Another notable thing about Montana’s gas stations is that they have casinos! I took a look inside one of them, and all it was were slot machines and a poker table, but it was still an interesting and unique sight to see. The truck stops here also sold plenty of liquor and such. Montana’s attitude seems kind of like anything goes. It is almost like the people here have found a way to live free of everything uptight about the rest of the country, and avoided the unnecessary behavior restrictions that go along with it. In the grander scheme of things, thinking about this actually makes me feel like Denver may indeed be the place for me. I don’t think I could actually live in Montana, as I am kind of hooked on city life in a way. But, Chicago and New York come out with a bunch of unnecessary silly laws. Denver could be a really good compromise between the two.

Although it was pretty flat (albeit, nowhere near as flat as Nebraska), mountains quickly began to appear. To be honest, I don’t really remember the names of all the Mountain ranges here in Montana. I’ve just gotten to the point where I know most of them in Colorado. But, let’s just say scenes like this one were common throughout the drive. It was common to see mountains, but not have to drive through them like I-70 in Colorado.


Bozeman was a nice town. It looked pretty well to do, and had some good Western qualities to it.


With a couple of hours to spare, it was time for me to get my Lewis and Clark on. Those that know me know that I love to hear about the journey of Lewis and Clark and actually wish to recreate the adventure on my bicycle someday. In fact, that is the reason I know about the Adventure Cycling Association, as they are the organization that outlined a route in which to follow this historic mission on my bicycle.

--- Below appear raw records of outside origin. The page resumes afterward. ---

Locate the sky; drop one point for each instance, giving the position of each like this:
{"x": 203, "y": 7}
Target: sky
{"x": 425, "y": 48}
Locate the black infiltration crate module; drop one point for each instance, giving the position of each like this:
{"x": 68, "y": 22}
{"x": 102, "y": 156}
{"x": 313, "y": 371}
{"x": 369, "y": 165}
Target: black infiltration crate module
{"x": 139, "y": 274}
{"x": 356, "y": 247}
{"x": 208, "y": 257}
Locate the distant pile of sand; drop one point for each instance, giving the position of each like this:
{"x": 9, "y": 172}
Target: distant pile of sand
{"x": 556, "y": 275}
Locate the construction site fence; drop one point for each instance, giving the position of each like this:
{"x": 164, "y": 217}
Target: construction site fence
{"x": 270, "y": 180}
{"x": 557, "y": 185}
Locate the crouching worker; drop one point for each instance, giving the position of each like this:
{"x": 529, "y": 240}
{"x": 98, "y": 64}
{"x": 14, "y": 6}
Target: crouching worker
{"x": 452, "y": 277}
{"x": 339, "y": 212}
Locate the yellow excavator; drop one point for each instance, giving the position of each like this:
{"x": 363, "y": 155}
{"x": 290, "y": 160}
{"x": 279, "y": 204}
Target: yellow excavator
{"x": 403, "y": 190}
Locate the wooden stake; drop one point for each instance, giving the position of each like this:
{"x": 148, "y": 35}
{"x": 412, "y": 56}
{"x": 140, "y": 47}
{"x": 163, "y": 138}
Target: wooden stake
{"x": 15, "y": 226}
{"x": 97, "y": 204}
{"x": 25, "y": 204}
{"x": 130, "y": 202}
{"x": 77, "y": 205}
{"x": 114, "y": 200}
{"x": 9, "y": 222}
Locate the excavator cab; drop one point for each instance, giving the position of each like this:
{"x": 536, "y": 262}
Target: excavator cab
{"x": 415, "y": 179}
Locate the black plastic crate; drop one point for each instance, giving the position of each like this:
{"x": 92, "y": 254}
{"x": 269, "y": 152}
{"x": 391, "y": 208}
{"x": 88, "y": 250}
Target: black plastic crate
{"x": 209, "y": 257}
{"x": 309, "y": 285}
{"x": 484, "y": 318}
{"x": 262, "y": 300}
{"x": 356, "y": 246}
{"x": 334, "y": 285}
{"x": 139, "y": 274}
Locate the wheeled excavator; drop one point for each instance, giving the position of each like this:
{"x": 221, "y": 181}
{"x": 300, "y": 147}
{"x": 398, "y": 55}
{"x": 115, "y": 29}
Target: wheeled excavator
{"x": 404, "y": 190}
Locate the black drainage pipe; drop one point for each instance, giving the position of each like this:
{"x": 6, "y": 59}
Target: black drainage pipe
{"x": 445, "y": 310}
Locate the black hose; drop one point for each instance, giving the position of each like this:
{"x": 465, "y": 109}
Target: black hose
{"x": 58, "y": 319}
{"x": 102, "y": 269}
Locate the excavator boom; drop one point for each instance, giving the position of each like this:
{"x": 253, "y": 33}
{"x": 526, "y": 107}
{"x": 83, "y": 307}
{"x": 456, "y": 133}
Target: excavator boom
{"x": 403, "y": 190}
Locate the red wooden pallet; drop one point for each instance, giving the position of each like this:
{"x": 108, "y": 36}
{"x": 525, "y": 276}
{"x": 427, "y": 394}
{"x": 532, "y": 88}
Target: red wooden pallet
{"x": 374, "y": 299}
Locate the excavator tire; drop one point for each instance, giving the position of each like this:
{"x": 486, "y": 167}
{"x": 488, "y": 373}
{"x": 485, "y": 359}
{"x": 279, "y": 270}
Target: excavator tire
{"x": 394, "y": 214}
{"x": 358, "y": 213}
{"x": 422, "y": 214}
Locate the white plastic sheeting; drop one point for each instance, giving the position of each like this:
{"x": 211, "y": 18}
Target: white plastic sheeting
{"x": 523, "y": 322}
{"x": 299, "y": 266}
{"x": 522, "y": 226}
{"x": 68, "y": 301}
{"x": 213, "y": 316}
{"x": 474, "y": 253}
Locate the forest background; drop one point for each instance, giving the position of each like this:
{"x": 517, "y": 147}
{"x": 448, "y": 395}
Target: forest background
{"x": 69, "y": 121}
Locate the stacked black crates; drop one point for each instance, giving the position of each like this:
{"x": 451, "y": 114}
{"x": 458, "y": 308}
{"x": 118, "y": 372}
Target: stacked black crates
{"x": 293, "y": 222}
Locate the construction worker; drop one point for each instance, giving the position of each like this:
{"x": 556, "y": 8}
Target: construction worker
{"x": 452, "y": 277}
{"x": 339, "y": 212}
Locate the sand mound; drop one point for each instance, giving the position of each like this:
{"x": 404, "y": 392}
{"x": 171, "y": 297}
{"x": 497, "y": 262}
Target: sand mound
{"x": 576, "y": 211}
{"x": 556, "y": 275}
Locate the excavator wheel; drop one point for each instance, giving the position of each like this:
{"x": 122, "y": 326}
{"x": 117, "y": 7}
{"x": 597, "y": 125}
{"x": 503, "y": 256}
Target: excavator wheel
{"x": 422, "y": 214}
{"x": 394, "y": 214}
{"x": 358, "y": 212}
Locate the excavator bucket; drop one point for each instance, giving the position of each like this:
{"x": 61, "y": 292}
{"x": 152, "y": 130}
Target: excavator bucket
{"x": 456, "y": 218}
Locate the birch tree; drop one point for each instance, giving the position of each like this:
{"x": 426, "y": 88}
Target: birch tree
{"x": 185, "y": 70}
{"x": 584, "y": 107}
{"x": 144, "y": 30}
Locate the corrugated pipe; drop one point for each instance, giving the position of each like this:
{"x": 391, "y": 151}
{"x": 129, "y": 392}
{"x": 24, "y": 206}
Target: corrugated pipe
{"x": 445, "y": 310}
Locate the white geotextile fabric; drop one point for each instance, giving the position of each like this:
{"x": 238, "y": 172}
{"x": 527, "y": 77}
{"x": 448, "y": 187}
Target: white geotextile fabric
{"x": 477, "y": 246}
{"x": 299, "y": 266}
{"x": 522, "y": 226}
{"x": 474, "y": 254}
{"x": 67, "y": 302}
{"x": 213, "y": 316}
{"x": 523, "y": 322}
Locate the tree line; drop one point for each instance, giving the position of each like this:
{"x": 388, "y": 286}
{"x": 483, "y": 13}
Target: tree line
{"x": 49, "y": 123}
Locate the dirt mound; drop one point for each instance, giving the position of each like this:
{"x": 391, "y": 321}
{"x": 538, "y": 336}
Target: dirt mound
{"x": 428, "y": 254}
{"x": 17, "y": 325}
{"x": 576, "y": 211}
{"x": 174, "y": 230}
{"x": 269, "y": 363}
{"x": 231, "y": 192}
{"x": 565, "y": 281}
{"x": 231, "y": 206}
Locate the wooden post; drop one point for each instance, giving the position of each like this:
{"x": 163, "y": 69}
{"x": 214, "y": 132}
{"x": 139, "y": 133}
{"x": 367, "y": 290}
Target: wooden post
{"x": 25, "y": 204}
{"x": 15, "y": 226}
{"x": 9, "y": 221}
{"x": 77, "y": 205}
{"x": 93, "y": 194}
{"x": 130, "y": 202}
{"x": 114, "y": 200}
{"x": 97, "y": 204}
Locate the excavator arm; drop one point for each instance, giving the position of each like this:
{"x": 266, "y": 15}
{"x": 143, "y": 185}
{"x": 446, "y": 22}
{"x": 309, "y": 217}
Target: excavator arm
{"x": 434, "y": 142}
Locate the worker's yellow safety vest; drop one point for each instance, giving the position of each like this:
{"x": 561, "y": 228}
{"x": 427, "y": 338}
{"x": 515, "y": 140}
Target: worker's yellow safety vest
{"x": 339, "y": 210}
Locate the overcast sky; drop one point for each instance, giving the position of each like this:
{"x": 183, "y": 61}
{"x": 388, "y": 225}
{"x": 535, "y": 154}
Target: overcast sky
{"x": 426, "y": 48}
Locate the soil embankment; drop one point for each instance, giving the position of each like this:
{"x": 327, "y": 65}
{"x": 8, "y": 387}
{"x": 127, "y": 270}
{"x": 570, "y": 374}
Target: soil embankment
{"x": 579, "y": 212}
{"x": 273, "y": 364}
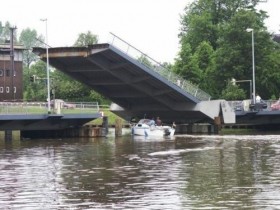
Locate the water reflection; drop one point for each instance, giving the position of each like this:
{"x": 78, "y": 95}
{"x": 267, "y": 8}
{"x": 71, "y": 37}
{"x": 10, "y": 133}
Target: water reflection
{"x": 188, "y": 172}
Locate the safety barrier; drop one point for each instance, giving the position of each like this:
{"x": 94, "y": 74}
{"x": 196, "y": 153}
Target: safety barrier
{"x": 152, "y": 64}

So. We took a stop at the Missouri River headwaters, an important point on the Lewis and Clark journey, as well as a very significant place in our nation’s water system. The Missouri River is formed near Three Forks, MT, where the Madison, Jefferson, and Gallatin rivers meet. The Missouri River is actually the longest river in the U.S.A., running from this point all the way to Saint Louis. But, could it be even longer? Who was the one who decided that these three rivers, by three separate names, came together to form the Missouri? Why isn’t it two rivers flowing into the Missouri? This are the questions we pondered while throwing sticks into the river, knowing that sometime next month they would show up in Saint Louis, an amazing feeling.




After this, we passed over the continental divide, which was only at 6300 or so feet. Significantly lower than in Colorado, where the divide is consistently over 10,000 ft. I notice a few cool rock formation, and also a lack of pine beetle damage to the trees. Last year’s drought did not extend this far north, and therefore Montana’s forests, unlike those of Colorado and South Dakota, actually look pretty much in tact.


After a little bit of construction, I finally arrived at my destination, Missoula, MT, and the organization I had been reading about on the Internet for a decade.